I’m to a point I feel like I’m spinning my wheels. I want it to work but he keeps pulling away. I know he won’t make the decision to leave though. He tells me he won’t be the one to end it but in the same day, remind me how awful things are and how he dreams of Leaving and be free of our responsibilities.

Luckily we have no children. He literally could pack every belonging and fit it in his truck and leave. He has never been a material guy. I however train horses and that requires a lot of work and time. I worked with and owned horses when we met but the more time that passed, the more I think he realized he just doesn’t like that lifestyle. I have tried to devote time to him and have put that on hold, not taking new clients so I can do things he enjoys but it just doesn’t seem to make a difference.

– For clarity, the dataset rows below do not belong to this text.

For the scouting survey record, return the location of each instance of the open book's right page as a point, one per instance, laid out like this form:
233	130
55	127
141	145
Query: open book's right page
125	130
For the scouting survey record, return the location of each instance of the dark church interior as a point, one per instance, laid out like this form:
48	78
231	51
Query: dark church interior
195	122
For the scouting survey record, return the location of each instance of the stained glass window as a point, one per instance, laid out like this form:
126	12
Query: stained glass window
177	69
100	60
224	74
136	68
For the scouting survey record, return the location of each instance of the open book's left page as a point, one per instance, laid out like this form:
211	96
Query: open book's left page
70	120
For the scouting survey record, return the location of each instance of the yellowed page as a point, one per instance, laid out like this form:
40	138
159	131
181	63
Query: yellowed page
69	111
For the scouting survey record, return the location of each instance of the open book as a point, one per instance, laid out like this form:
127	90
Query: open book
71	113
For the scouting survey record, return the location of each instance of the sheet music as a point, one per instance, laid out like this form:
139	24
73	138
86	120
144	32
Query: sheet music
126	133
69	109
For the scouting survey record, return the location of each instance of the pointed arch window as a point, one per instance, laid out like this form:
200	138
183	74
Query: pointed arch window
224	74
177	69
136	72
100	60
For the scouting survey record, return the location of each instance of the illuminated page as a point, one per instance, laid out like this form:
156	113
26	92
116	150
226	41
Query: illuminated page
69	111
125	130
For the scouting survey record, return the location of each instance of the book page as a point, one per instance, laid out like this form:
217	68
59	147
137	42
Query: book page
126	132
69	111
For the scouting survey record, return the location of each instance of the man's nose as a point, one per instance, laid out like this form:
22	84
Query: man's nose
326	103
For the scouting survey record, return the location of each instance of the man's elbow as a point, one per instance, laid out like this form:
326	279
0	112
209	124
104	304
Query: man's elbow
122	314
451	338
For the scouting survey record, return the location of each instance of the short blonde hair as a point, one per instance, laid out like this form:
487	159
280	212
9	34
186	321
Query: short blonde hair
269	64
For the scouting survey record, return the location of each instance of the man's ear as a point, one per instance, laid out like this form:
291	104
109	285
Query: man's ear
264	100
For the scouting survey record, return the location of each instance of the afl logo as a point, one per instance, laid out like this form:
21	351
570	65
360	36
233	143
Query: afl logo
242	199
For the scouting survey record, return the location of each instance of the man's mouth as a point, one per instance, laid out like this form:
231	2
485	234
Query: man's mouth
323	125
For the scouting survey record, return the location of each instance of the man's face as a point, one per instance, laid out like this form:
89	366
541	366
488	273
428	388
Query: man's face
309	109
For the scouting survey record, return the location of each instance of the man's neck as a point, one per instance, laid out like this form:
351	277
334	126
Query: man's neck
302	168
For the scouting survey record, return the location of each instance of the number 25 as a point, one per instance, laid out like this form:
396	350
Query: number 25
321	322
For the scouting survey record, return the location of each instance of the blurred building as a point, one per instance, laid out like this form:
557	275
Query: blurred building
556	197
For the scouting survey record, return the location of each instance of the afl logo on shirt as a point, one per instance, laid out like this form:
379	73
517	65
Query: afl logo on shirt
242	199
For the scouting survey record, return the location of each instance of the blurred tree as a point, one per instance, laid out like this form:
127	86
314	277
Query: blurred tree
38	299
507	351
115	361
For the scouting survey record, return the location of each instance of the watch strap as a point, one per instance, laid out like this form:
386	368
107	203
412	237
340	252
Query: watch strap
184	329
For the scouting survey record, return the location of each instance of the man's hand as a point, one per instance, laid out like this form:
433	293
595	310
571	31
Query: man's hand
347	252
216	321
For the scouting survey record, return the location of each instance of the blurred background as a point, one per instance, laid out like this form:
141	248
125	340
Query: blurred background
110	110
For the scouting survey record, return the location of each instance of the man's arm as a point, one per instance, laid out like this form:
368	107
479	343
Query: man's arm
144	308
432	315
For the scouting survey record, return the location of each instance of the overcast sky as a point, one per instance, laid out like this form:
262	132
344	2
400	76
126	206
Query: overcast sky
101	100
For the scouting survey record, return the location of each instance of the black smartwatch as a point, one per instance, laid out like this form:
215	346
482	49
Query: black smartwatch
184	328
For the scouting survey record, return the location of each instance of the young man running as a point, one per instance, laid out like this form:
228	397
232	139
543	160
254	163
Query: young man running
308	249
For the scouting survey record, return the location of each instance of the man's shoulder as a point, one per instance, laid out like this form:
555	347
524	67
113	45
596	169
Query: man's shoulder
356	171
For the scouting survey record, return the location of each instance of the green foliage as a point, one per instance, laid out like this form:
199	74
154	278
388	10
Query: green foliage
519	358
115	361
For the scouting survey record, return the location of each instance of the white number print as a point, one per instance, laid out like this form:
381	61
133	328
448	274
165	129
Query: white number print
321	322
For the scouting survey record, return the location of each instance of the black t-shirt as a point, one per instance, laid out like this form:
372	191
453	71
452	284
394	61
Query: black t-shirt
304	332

I guess I just don’t know how to let go. And I feel this weight on me to be the one to break it off. But I still care for him and in rare moments, when we are together and happy and being affectionate, I see the man I need but it’s just a glimmer now. I think we both realize our lives have gone in different directions. I just can’t seem to say goodbye. And mean it. Every time he leaves, no matter how ugly the fight or how upset we are, I feel so lost without him. And beg for him to reconsider.

I feel so conflicted because I don’t want it to be over. I’m wishing for a miracle. I’m wanting him to be the man I need though that’s not fair to him. Because he just doesn’t like the life I have. And I can’t just sell everything and move to the city. I’d be miserable.

How do you say it’s over when you still have hope?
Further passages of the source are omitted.